DataHealth Interregio – Digitale Unterstützung der Gesundheitsversorgung im ländlichen Raum

Das Projekt „DataHealth Interregio“ zielt darauf ab, eine patientenzentrierte und behandlungsfokussierte, digitale Medizinplattform aufzubauen. Diese ermöglicht ein Change-of-Management, d. h. die Einführung neuer, digitaler Prozesse durch die patientenseitige Erhebung und Übermittlung von Vitaldaten (Selfmonitoring), die Nutzung intelligenter, KI-gestützter Analysepotenziale für den behandelnden Arzt und die Integration telemedizinischer Fachberatung. Damit können Befundungen und Diagnosen auch bei geringerer Patientenmobilität und geringerer Dichte an Hausärzten auf einer genaueren Datengrundlage erfolgen, notwendige medizinische Maßnahmen rechtzeitig in die Wege geleitet, Folgeuntersuchungen und -termine minimiert und teure stationäre Klinikaufenthalte verringert oder gar vermieden werden. Das intensivierte Einbringen der Patientenvitaldaten ermöglicht es Ärzten, Behandlungs- und Versorgungsprozesse (wie z. B. nach dem Chronic Care Model) strukturierter und damit qualitätsgesättigter umzusetzen.

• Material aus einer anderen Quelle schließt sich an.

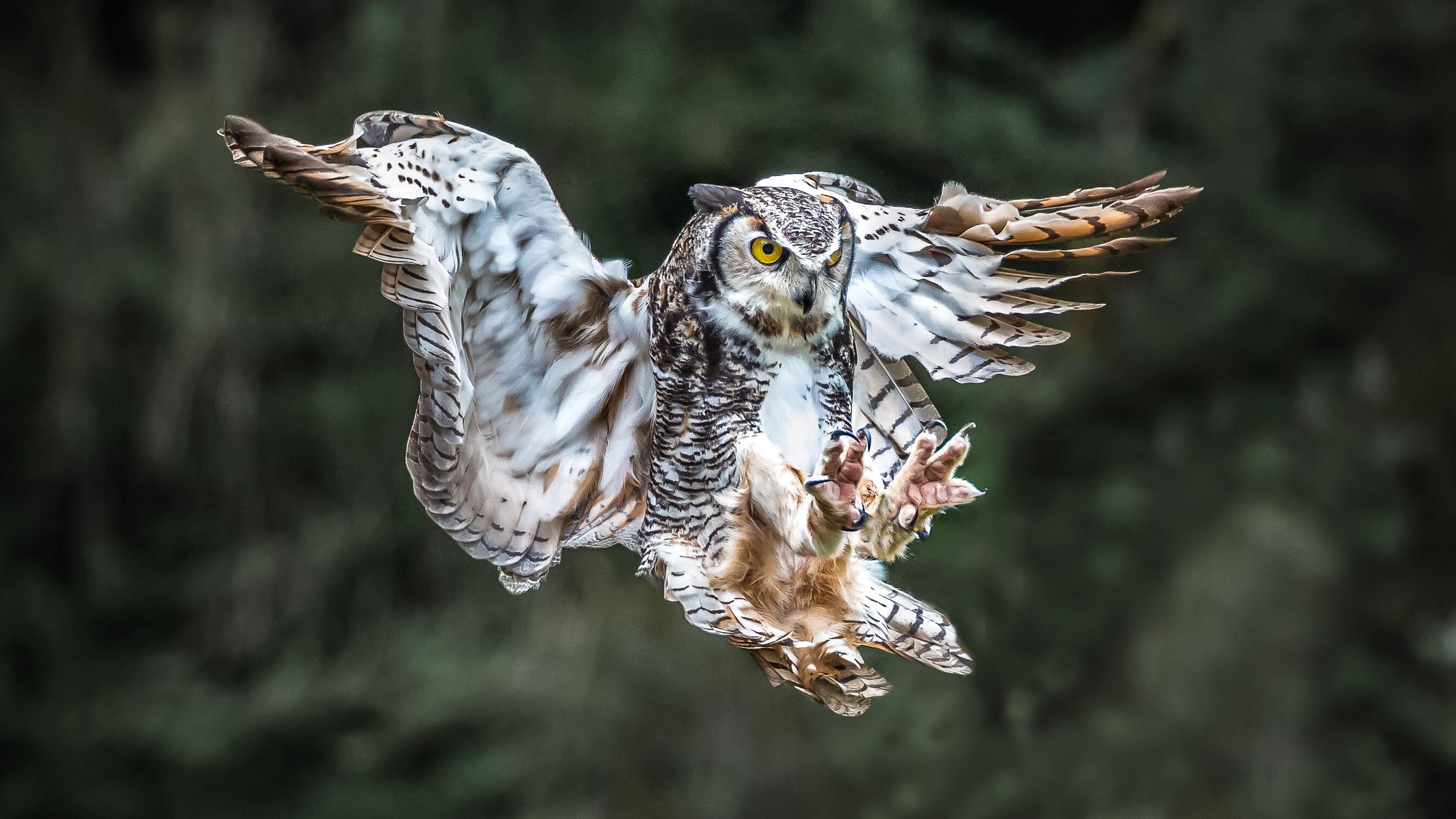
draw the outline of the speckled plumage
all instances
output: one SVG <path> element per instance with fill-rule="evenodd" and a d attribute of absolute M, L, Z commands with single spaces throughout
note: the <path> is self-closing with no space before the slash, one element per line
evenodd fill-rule
<path fill-rule="evenodd" d="M 473 128 L 381 111 L 326 146 L 240 117 L 220 133 L 239 165 L 364 224 L 354 249 L 384 262 L 421 382 L 415 494 L 472 557 L 521 593 L 563 548 L 626 545 L 692 624 L 840 714 L 888 691 L 863 646 L 970 673 L 949 621 L 884 580 L 980 494 L 906 358 L 962 383 L 1029 372 L 1000 345 L 1066 334 L 1022 316 L 1098 305 L 1034 293 L 1073 277 L 1015 259 L 1149 246 L 1034 245 L 1146 227 L 1198 192 L 948 184 L 903 208 L 834 173 L 697 185 L 667 259 L 632 281 L 526 152 Z"/>

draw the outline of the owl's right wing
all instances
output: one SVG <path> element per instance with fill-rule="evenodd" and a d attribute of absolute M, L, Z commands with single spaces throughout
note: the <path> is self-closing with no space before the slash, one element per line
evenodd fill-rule
<path fill-rule="evenodd" d="M 919 360 L 933 379 L 960 383 L 1029 373 L 1032 364 L 1005 347 L 1060 344 L 1067 332 L 1025 316 L 1102 306 L 1041 291 L 1117 273 L 1028 271 L 1021 262 L 1104 258 L 1169 242 L 1107 239 L 1174 216 L 1201 191 L 1159 188 L 1162 176 L 1035 200 L 996 200 L 948 182 L 926 208 L 888 205 L 869 185 L 839 173 L 792 173 L 759 182 L 833 197 L 855 224 L 846 293 L 858 353 L 855 424 L 871 430 L 868 455 L 877 469 L 895 469 L 922 431 L 945 433 L 906 358 Z M 1077 239 L 1096 243 L 1047 248 Z"/>
<path fill-rule="evenodd" d="M 630 541 L 652 408 L 646 302 L 601 264 L 521 149 L 441 117 L 379 111 L 309 146 L 242 117 L 243 168 L 364 223 L 419 375 L 415 495 L 511 592 L 563 545 Z"/>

Insbesondere Ärzte in ländlichen Gebieten mit Hausärztemangel haben es aufgrund der hohen Arbeitsbelastung schwerer, für eine strukturierte Behandlung zu sorgen, als ärztlich gut besetzte Gebiete. Zur Ressourcenschonung soll das Patienten-Selbstmonitoring durch Einbindung von KI praxenübergreifend optimiert und gemanagt werden. Die Vitaldaten der Patienten können – analog zu einem Laborblatt – dem Arzt ausgewertet zur Verfügung stehen. Damit einher gehen Zeitersparnisse für Patienten und Ärzte bei gleichzeitiger Qualitätssicherung der Datengrundlage für die Befundung und Diagnostik.

DHI-Meilensteine

Januar 2020

Interdisziplinäre Arbeitsgruppe verantwortlich für Innovationsfonds-Förderantrag

Aufbauend auf den Vorstudien der zahlreichen DMGD-Einzelprojekte soll nun ein Förderantrag für den Innovationsfonds des Gemeinsamen Bundesausschusses erarbeitet werden. Die dazu gegründete Arbeitsgruppe besteht aus Vertretern unterschiedlicher Disziplinen und Institutionen.

Januar 2020

Austausch von Konsortial- und Kooperationspartnern zum geplanten Förderantrag beim Innovationsfonds des Gemeinsamen Bundesausschusses

Beim Treffen von niedergelassenen Fachärzten mit Kooperationspartnern aus Wissenschaft, Wirtschaft, Politik und Gesellschaft sowie Vertretern der Krankenkassen wurden Lösungsansätze zur Entlastung und zukünftigen Sicherstellung der ländlichen Gesundheitsversorgung diskutiert. Das sektorenübergreifende Konsortium verständigte sich über das gemeinsame Vorantreiben des geplanten Innovationsfonds-Antrages.

August 2020

Einreichung des Förderantrags für das Projekt „DataHealth Interregio“ beim Innovationsfonds des Gemeinsamen Bundesausschusses

Unterstützung für die eingereichte Projektskizze „DataHealth Interregio – Digitale Unterstützung der Gesundheitsversorgung im ländlichen Raum“ erhalten die Lebenswissenschaftliche Fakultät der Universität Siegen (LWF) und das FoKoS von insgesamt 48 Konsortial- und Kooperationspartnern.

Januar 2021

Aufforderung zum Vollantrag für das Projekt „DataHealth Interregio“ beim Innovationsfonds des Gemeinsamen Bundesausschusses

Im Rahmen des Innovationsfonds-Antragsverfahrens ist die eingereichte Antragsskizze zu DataHealth Interregio eine Runde weitergekommen. Der Vollantrag muss nun bis Mitte Juli 2021 eingereicht werden, die Entscheidung über die Förderung fällt Ende 2021.

Juli 2021

Fristgerechte Einreichung des Vollantrags für das DHI-Projekt

Der Vollantrag zu „DataHealth Interregio“ wurde beim Gemeinsamen Bundesausschuss im „Themenfeld 1: Weiterentwicklung von Versorgungsstrukturen und -prozessen“ eingereicht. Die Entscheidung darüber, welche Projekte eine Förderung erhalten, soll Ende 2021 fallen.